I'm asking our elected officials at all levels to recognize that we're losing something precious.

Oregon has always been known for its natural beauty. But a neighbor's daughter who came back to visit after a year's absence couldn't believe the trail of trash she encountered on the way from the Portland airport to Willamina.

This is bigger than any one neighborhood or volunteer group can tackle. I'm willing to roll my sleeves up, get dirty and donate my time, as are others I know, if someone can provide some leadership and a path to solutions.

Deb Jones has been lucky enough to spend her entire life in close proximity to wild places graced by rivers, lakes, mountains and forests. She wants to keep it that way, which has inspired her to mount a crusade against littering and iillegal dumping near her rural West Albany home. She said she’s been influenced by friends, relatives and teachers, who taught her reverence for the earth and its natural beauty.

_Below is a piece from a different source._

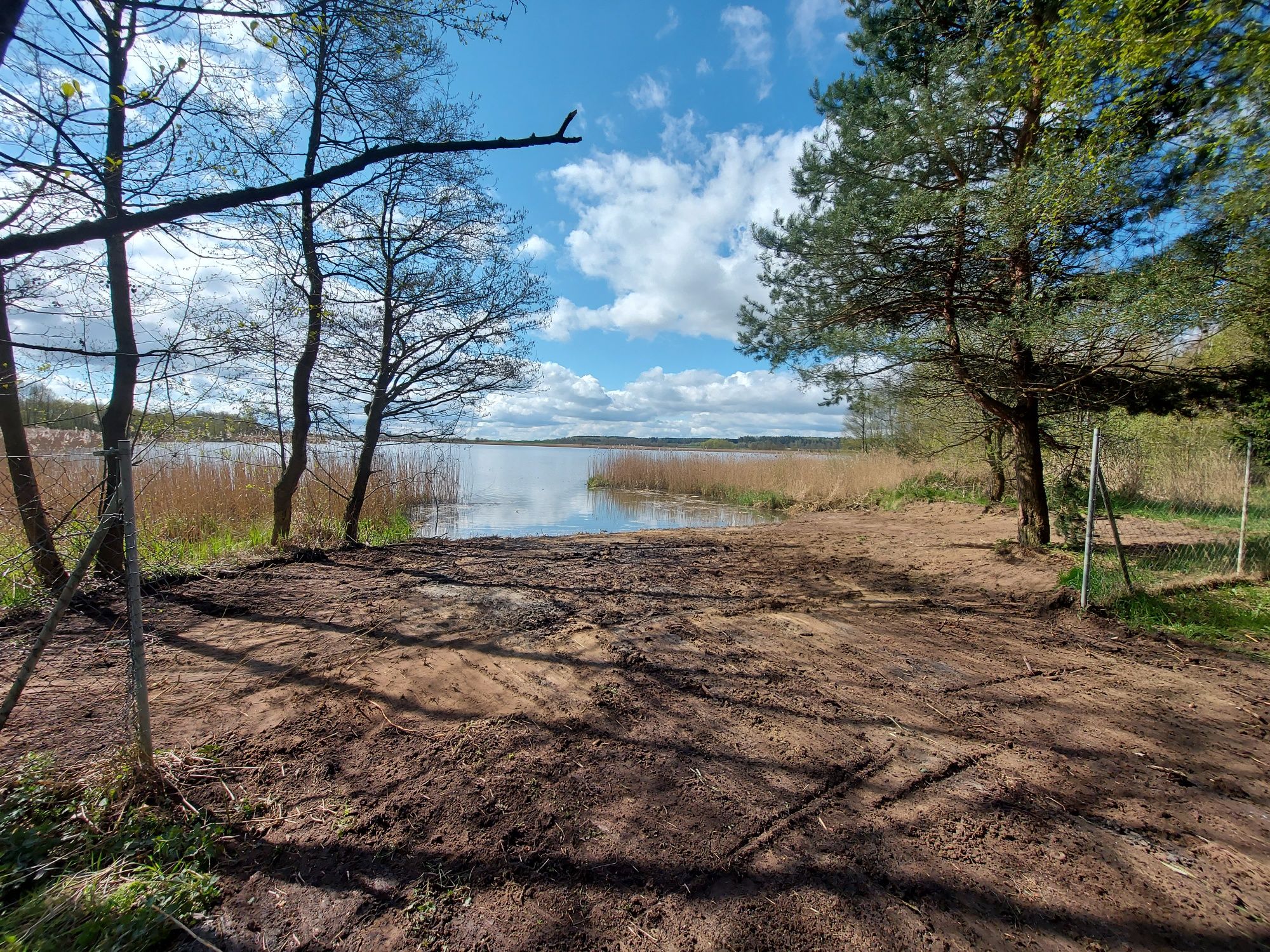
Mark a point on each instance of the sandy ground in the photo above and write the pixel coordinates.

Growing up in Oregon the fear of God was instilled in me that there was a $200 fine for littering in Oregon. I could see Tom McCall shaking his finger in my face. I saw the litter fine signs along the highway on the way to grandma's in Milwaukie. What happened to the "Keep Oregon Green" signs? I even worked on litter patrol one summer during high school. I had a new respect for littering and seeing it still makes me angry. I pick it up along our country road. I don't want to see it. I also have considered making a sign that says "If it comes from the back of your pick-up it's still LITTER!" It all stems back to selfishness. Litterbug's time is much more important than mine. Heaven forbid they use their money for a trip to the dump. I think there should be a reward for turning in a pig who dumps their garbage. Make it a BIG campaign. "Take a photo - send it in.... REWARD!" could be their slogan. I'd set up cameras on our farm if I could get a reward for catching someone littering! Then the punishment should be Litter patrol duty on the weekends for year. That would deter them!

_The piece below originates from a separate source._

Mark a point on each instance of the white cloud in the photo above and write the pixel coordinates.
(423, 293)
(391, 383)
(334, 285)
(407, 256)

Ms. Jones is correct. This problem has become too big to be solved by polite requests and volunteers. Those who would listen to requests are usually already disposing of their trash in the right way and the burden for cleanup is often too much for volunteers, and it's a misplaced burden anyway. It's time to institute some serious fines and enforcement. Traffic fines are issued with data from surveillance cameras. Why not use similar technology to levy fines for illegal dumping? Although I do (and will) still try to do my part in picking up trash I see and as a volunteer in SOLVE cleanups, I would love to see local or state government implement a better, more comprehensive solution.